August 24, 2017
Graduate Student Wins Department of Energy Award
By Vidya PalepuMedia Inquiries
- College of Engineering
Christopher Lee Hanselman, a Ph.D. student in Carnegie Mellon University's Department of Chemical Engineering, has received an Office of Science Graduate Student Research Award from the Department of Energy.
This summer, he has been working at the National Energy Technology Laboratory (NETL) in Pittsburgh to pursue his doctoral thesis research in process systems engineering.
"I've advised Chris for five semesters now," said Chrysanthos Gounaris, assistant professor of chemical engineering. "He's very strong academically, very scholarly."
Gounaris said Hanselman is the first SCSGR awardee that the NETL has had, which makes it possible for him to collaborate with NETL scientists to apply his research.

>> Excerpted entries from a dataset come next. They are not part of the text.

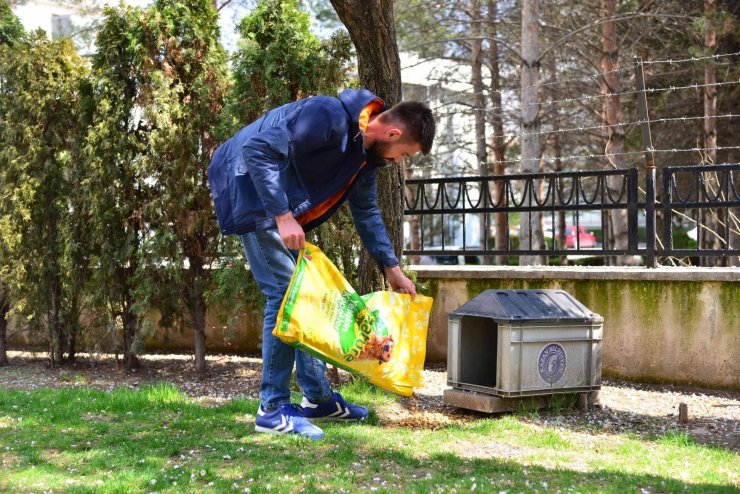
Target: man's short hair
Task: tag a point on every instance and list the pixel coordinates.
(417, 120)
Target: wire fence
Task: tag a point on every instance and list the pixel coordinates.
(714, 223)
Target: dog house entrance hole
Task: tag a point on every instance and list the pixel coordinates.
(478, 350)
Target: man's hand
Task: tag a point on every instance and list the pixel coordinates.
(399, 282)
(291, 233)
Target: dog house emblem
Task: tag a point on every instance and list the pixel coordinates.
(551, 363)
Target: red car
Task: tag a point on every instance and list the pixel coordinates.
(585, 238)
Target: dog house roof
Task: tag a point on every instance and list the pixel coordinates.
(526, 305)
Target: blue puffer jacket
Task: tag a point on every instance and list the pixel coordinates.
(306, 157)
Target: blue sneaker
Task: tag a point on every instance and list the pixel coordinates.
(334, 409)
(288, 419)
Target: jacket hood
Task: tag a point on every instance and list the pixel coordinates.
(354, 100)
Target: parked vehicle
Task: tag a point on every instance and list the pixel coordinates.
(585, 237)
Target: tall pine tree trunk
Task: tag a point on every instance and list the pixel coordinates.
(370, 25)
(612, 86)
(479, 106)
(497, 123)
(197, 306)
(531, 236)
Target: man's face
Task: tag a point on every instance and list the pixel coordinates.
(392, 151)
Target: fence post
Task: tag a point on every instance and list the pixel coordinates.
(667, 200)
(647, 143)
(632, 225)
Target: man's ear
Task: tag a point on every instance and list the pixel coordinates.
(393, 134)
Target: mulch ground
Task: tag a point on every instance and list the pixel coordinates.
(644, 409)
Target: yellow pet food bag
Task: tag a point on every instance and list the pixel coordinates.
(381, 336)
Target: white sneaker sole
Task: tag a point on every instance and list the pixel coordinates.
(266, 430)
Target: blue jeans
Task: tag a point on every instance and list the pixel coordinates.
(272, 265)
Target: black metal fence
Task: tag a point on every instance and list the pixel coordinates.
(591, 213)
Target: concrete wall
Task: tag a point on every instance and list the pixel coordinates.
(668, 325)
(673, 325)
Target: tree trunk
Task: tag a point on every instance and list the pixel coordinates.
(612, 86)
(197, 305)
(497, 123)
(370, 25)
(130, 330)
(4, 309)
(479, 106)
(531, 236)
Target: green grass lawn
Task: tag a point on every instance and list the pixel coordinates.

An image of a perovskite lattice, or a regular repeated 3-D arrangement of atoms, ions, or molecules in perovskite. The left image shows iron (blue), oxygen (red) and barium (grey). The right image contains some random dopings of indium (green) as well, added for color.
Hanselman's research focuses on the application of mathematical optimization in designing nanostructured materials. He aims to provide material experts with a way to speed up new material discovery. He does this by translating questions that arise during the material design process into problems that can be solved using well-established optimization algorithms. Through mathematical optimization, material data can be rigorously and systematically searched to identify the optimal solution to a given problem. This process, in turn, allows experts to synthesize the best possible overall material structures.
"We're working with a group of material experts who are developing high-performance perovskite materials with potential applications in future energy technologies," Hanselman said.
Perovskites are materials whose crystal structure gives them several practical properties, such as conductivity and magnetoresistance.
"The NETL group is working to synthesize, characterize and model at the molecular level the perovskite material - work that we can further support by applying mathematical optimization."
Experimenting with a tangible material will allow Hanselman to answer design questions that would have been difficult to explore solely in a theoretical space. Moreover, his work relies on results from a computational chemistry method called density functional theory, which is a way to approximate the electronic structure of materials. The NETL project also relies on the same method, and Hanselman said he hopes to gain a better appreciation and understanding of the calculations by observing how they are carried out in the perovskite project.